The purpose of this page is to describe the methodological choices regarding the tests performed on pvalue.io. This page is technical, and is intended for users wondering why one test is performed rather than another. The corresponding R code is available here.

## Univariable test

The test performed depends on the type of response variable (variable to explain Y), and the explanatory variable X.

### Unpaired tests (independant measures)

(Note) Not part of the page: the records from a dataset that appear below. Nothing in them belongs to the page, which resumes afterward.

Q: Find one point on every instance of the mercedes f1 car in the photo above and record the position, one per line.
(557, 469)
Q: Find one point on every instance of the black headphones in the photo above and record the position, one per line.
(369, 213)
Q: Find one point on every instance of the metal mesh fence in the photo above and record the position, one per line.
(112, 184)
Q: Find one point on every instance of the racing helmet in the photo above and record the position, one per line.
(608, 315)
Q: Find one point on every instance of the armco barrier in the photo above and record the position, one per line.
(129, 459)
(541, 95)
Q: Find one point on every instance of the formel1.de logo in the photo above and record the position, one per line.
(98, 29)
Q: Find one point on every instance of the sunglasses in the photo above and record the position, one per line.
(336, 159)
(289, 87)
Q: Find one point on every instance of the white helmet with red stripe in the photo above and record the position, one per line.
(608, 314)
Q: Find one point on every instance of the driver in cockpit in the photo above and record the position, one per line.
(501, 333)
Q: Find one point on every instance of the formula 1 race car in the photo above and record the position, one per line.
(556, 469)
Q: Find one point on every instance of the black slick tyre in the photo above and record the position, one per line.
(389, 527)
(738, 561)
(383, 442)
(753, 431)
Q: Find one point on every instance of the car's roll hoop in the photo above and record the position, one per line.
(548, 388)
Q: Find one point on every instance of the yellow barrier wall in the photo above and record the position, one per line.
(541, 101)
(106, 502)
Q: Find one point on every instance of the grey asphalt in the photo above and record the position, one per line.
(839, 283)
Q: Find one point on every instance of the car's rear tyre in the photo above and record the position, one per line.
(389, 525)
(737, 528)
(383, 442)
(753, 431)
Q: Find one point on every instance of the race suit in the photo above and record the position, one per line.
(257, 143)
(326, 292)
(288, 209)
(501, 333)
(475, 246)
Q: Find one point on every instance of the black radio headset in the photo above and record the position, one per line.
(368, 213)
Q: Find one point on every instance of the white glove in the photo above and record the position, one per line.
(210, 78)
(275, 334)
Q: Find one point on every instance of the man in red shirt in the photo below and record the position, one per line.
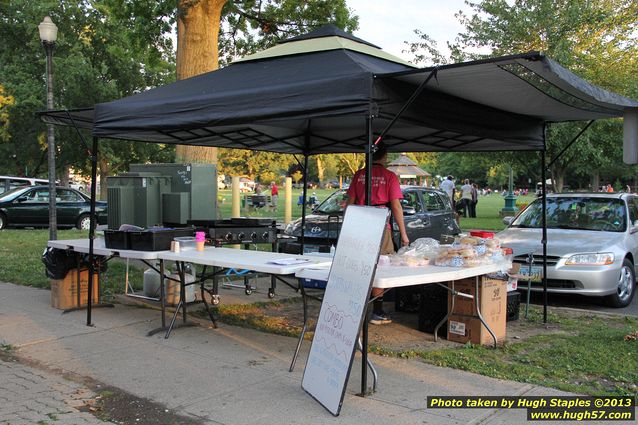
(386, 191)
(274, 195)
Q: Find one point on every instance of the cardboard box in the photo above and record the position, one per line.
(463, 323)
(64, 292)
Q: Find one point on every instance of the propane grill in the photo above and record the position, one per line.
(242, 230)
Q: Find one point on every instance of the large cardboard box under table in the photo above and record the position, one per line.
(463, 323)
(64, 292)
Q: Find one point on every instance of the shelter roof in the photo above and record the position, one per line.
(300, 97)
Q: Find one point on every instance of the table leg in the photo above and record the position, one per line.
(181, 269)
(162, 294)
(478, 310)
(447, 315)
(375, 375)
(364, 355)
(303, 328)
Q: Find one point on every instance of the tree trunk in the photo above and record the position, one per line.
(352, 162)
(197, 53)
(321, 169)
(595, 181)
(558, 178)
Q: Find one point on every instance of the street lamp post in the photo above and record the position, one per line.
(48, 35)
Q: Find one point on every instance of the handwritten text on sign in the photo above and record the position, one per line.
(343, 306)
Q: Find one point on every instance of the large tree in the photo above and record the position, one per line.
(596, 39)
(99, 56)
(245, 27)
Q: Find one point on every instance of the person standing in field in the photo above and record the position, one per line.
(386, 191)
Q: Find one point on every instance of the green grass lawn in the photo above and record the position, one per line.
(487, 209)
(21, 249)
(585, 353)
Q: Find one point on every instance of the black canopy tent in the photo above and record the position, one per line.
(330, 92)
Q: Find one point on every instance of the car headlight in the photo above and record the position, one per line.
(596, 259)
(289, 228)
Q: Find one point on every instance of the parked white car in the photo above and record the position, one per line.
(592, 244)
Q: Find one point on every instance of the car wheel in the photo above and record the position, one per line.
(84, 222)
(626, 286)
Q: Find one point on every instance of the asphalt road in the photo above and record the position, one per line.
(582, 302)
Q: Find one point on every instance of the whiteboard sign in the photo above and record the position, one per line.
(344, 304)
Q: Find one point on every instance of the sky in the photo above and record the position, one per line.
(389, 23)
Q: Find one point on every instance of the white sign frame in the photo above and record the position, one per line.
(344, 305)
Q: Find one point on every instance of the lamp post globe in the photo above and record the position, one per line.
(48, 35)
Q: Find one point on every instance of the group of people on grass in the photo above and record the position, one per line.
(464, 200)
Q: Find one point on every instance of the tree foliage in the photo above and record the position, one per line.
(98, 57)
(596, 39)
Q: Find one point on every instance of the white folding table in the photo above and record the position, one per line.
(388, 277)
(272, 263)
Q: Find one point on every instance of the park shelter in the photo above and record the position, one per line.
(408, 170)
(330, 92)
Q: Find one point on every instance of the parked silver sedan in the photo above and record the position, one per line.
(592, 244)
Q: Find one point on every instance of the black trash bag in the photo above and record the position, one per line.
(58, 262)
(99, 265)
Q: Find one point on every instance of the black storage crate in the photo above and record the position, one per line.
(513, 305)
(117, 239)
(432, 308)
(407, 299)
(157, 239)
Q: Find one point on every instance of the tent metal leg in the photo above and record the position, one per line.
(94, 154)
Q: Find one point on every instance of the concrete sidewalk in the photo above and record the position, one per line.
(230, 375)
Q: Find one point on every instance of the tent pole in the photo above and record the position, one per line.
(544, 221)
(369, 149)
(92, 230)
(305, 198)
(580, 133)
(364, 342)
(407, 104)
(305, 186)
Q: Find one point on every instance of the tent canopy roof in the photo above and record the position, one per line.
(314, 93)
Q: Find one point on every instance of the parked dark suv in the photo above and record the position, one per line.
(29, 207)
(427, 214)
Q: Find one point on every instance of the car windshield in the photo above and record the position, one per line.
(335, 203)
(579, 213)
(10, 194)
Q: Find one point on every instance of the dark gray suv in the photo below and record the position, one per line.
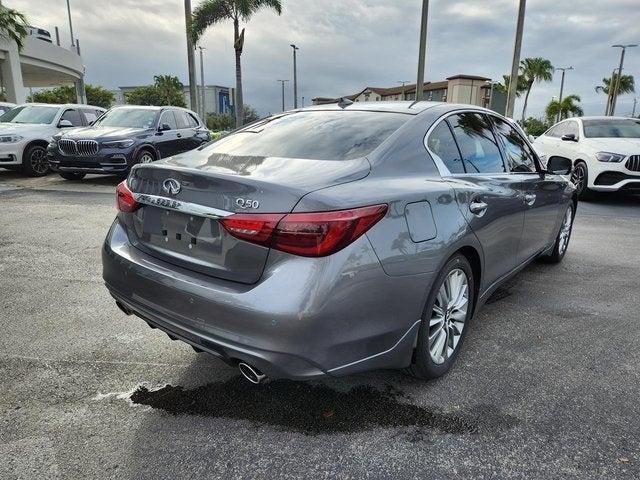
(336, 239)
(123, 137)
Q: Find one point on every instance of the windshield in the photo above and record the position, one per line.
(320, 135)
(30, 114)
(615, 128)
(128, 117)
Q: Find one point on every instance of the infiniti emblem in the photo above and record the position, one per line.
(171, 186)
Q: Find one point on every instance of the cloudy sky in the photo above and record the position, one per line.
(346, 45)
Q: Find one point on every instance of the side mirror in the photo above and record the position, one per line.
(559, 165)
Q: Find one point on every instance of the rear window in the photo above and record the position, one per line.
(327, 135)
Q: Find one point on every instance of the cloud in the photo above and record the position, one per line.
(348, 44)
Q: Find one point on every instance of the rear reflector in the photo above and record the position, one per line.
(124, 198)
(316, 234)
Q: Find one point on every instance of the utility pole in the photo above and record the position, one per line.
(614, 99)
(193, 96)
(282, 82)
(564, 69)
(70, 24)
(403, 83)
(422, 50)
(295, 77)
(203, 108)
(515, 62)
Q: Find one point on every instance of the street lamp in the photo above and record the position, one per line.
(282, 82)
(295, 77)
(617, 83)
(564, 69)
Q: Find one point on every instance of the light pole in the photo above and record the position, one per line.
(295, 77)
(403, 83)
(422, 50)
(203, 109)
(614, 100)
(564, 69)
(283, 82)
(191, 63)
(515, 62)
(70, 24)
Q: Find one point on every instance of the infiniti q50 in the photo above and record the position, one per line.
(338, 238)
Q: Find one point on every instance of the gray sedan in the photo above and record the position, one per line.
(336, 239)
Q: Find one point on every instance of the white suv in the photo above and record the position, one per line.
(605, 152)
(26, 130)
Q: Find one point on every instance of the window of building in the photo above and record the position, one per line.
(477, 143)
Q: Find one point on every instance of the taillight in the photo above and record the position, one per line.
(315, 234)
(124, 198)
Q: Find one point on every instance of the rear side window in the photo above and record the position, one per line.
(442, 144)
(519, 156)
(318, 135)
(477, 143)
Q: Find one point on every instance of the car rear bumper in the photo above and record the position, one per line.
(305, 317)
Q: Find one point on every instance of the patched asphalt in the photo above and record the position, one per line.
(547, 385)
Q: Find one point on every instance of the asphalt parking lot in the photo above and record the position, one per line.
(547, 385)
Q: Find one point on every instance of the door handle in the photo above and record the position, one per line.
(478, 207)
(530, 199)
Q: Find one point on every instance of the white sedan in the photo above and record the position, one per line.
(605, 152)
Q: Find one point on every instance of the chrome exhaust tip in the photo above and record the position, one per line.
(252, 374)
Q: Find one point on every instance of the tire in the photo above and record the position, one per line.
(562, 240)
(434, 354)
(145, 156)
(34, 161)
(580, 178)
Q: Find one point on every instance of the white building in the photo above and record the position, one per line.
(39, 64)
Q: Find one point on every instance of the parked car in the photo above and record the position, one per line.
(336, 239)
(26, 130)
(604, 150)
(6, 106)
(39, 33)
(123, 137)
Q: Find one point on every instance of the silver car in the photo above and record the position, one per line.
(338, 238)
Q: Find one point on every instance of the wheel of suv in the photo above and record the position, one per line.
(145, 156)
(445, 320)
(34, 161)
(562, 240)
(72, 176)
(580, 178)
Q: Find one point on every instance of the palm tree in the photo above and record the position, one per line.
(534, 70)
(568, 107)
(13, 26)
(210, 12)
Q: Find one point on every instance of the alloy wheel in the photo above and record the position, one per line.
(565, 231)
(38, 160)
(448, 316)
(578, 177)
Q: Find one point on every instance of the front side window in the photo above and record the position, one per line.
(72, 116)
(128, 117)
(607, 128)
(442, 144)
(30, 114)
(519, 157)
(316, 135)
(477, 143)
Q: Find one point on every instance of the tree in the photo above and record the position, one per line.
(534, 70)
(211, 12)
(535, 126)
(98, 96)
(13, 26)
(166, 90)
(568, 107)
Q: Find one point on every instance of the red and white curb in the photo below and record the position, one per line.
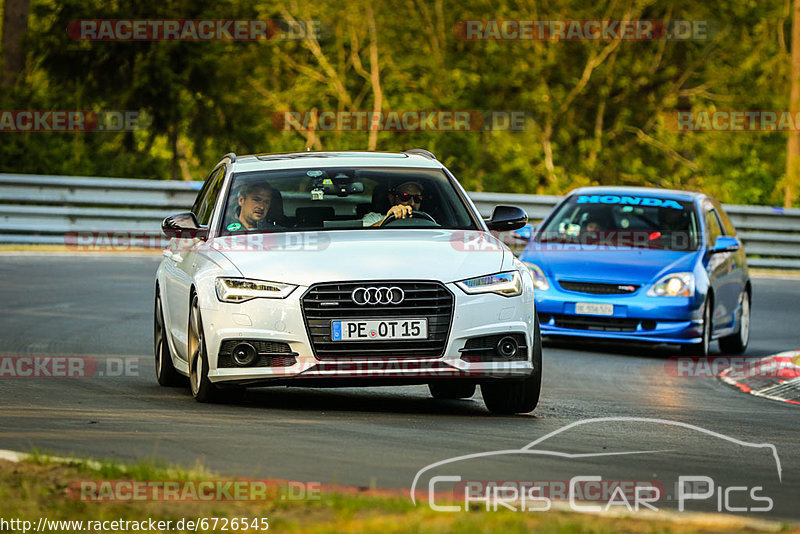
(775, 377)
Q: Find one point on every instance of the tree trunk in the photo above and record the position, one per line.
(15, 24)
(793, 145)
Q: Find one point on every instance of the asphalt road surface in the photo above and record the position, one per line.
(101, 307)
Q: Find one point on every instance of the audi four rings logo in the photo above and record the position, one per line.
(378, 295)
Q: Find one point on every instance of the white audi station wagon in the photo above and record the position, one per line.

#### Y is categorical with 2 classes

• If the variable X is numerical
• If the sample size is over 30 in the 2 classes: the test performed is the Welch’s T test. The Welch’s T-test is used because it is more robust to an imbalance of variances than the Student’s T-test, for an almost similar power.
• Otherwise Mann-Whitney’s non parametric test
• If the variable X is categorical
• If the theoretical count in each cell of the contingency table is greater than 5: Chi Square test
• Otherwise Fisher’s test
• Exact test if X contains 2 classes
• Otherwise : Fisher’s test whose p is obtained by a Monte-Carlo simulation with 100 000 iterations.
• If we perform survival analyses, the test performed is a Log-rank test

#### Y is categorical with over 2 classes

• If the variable X is numerical
• If the sample size is over 30 in all the classes with an homoskedaticity: ANOVA
• Otherwise Kruskal-Wallis’ non parametric test
• If the variable X is categorical
• If the theoretical count in each cell of the contingency table is greater than 5: Chi Square test
• Otherwise : Fisher’s test whose p is obtained by a Monte-Carlo simulation with 100 000 iterations.

#### Y is numerical

• If the variable X is numerical
• If the sample size is over 30 in all the classes with an homoskedaticity: Pearson’s correlation coefficient
• Otherwise  Spearman’s correlation coefficiento Rho
• If the variable X is categorical with 2 classes
• If the sample size is over 30 in the 2 classes: the test performed is the Welch’s T test.
• Otherwise Mann-Whitney’s non parametric test
• If the variable X is categorical with over 2 classes
• If the sample size is over 30 in all the classes with an homoskedaticity: ANOVA
• sinon test non paramétrique de Kruskal-Wallis

### Paired tests (2 measures for the same patient)

#### X is categorical

• McNemar’s test
• If X contains 2 classes: McNemar’s exact test
• If X contains over 2 classes: McNemar-Bowker’s test

#### X is numerical

• If the sample size is over 30 for both measures: the test performed is the paired Welch’s T test
• Otherwise the non parametric paired Mann-Whitney’s test

## Multivariable statistical models

The choice of the multivariable model depends on the response variable Y:

• If the variable Y is numerical, a linear regression model is performed
• If the variable Y is categorical with two classes
• if survival analysis, the model performed is the Cox model
• otherwise, a logistic regression model is performed
• If the variable Y is categorical with over two classes: no analysis possible

 1.Welch, B. L. The generalisation of student’s problems when several different population variances are involved. Biometrika 34, 28–35 (1947).